Wednesday, February 4, 2026

Use of in-house carbon reporting tools problematic for climate action

Firms prefer in-house carbon reporting tools, even if they aren’t as accurate as standardised ones, say researchers, who recommend regulators strengthen laws

Companies that voluntarily report carbon emissions prefer to use in-house carbon accounting models, even if they are falsely reporting the company’s true emissions, according to recent research by emlyon business school. The researchers say that managers prefer to use these in-house tools as they tend to focus on avoided emissions rather than the more challenging absolute emissions.

The study was conducted by François-Régis Puyou, Professor of Accounting & Corporate Finance at Emlyon Business School, alongside Professors Richard Jabot and Simon Alcouffe, from TBS Business School.

The researchers conducted a detailed case study based on 23 interviews and 28 days of observation at one company voluntarily reporting carbon data. They found that firms may strategically use these internal tools to maintain a favourable sustainability narrative –supporting growth rather than demanding real carbon reductions.

This displacement of attention from absolute emissions undermines meaningful environmental progress and preserves the status quo. In fact, even some employees expressed unease but rarely voiced concerns publicly, meaning no real cuts in emissions were made.

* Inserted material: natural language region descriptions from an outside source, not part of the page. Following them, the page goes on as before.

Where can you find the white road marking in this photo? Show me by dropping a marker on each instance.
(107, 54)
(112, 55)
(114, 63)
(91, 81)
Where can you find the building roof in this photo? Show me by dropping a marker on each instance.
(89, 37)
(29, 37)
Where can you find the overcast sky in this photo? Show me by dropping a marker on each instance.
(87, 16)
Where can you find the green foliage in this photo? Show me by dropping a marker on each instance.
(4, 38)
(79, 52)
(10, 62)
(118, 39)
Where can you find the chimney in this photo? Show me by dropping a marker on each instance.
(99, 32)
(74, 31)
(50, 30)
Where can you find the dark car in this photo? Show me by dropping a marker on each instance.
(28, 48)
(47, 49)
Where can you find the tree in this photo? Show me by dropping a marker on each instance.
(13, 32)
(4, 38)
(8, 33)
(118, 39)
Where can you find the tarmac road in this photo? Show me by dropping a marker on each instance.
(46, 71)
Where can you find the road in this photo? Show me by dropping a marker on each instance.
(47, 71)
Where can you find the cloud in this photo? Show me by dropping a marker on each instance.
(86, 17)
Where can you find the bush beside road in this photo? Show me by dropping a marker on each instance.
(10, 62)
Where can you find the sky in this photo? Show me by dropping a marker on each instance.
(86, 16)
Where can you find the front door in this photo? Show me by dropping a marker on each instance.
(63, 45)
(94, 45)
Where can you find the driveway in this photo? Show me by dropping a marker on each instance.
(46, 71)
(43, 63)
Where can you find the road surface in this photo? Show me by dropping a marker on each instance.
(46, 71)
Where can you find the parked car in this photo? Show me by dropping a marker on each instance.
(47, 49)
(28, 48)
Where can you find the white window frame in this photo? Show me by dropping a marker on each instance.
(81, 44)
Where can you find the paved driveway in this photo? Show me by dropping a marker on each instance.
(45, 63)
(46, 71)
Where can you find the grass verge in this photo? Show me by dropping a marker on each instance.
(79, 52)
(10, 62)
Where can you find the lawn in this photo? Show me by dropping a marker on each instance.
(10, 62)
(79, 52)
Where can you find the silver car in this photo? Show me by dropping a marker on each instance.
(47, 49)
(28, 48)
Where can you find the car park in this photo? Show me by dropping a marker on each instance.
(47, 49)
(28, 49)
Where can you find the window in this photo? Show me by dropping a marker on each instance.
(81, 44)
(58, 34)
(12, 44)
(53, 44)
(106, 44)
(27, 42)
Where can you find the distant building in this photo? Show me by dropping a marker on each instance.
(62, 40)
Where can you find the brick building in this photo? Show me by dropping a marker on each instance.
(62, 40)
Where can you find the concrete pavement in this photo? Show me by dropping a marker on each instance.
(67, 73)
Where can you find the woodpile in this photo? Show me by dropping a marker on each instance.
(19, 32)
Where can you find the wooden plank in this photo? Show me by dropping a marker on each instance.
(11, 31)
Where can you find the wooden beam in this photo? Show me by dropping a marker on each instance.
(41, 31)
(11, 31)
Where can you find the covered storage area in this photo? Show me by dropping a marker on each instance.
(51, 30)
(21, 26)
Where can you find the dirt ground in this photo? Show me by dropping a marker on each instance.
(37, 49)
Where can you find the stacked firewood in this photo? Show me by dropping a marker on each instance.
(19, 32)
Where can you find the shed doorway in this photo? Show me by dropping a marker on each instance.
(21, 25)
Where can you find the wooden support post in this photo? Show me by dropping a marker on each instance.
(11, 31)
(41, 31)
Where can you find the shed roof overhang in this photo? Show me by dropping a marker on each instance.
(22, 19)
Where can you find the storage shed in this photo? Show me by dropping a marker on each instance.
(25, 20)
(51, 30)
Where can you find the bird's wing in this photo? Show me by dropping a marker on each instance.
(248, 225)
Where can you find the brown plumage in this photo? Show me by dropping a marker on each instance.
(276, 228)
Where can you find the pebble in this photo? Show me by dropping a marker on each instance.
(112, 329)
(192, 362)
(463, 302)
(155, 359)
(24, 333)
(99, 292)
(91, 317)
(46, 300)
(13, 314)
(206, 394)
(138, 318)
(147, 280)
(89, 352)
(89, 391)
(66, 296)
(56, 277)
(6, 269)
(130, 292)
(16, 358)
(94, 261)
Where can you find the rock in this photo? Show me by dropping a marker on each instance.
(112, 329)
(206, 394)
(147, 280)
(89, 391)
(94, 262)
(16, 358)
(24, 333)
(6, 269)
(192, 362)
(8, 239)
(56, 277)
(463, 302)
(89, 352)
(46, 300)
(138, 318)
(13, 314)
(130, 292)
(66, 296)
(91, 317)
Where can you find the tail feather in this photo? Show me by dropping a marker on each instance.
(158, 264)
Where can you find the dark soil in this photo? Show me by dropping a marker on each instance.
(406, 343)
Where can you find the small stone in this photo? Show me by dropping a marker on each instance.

A broader challenge for climate action
The findings highlight a broader challenge for climate action: when sustainability reporting prioritises appearance over impact, it can mislead investors, regulators, and the public, slowing the transition to a low-carbon economy.

“This research highlights a crucial gap between knowing about emissions and acting to reduce them,” says François-Régis Puyou. “Managers may use carbon accounting to reframe impact rather than confront realities, risking that sustainability reporting legitimises business as usual, and no real efforts to act on cutting emissions.”

The researchers warn that ‘growth-friendly’ carbon models focusing on avoided emissions risk distracting from urgent reductions in absolute emissions and may justify increased carbon footprints.

They recommend regulators strengthen laws requiring companies to report absolute emissions and mitigation plans transparently, preventing selective accounting from enabling greenwashing. The researchers also urge further study on helping managers engage with uncomfortable knowledge productively to drive real sustainability.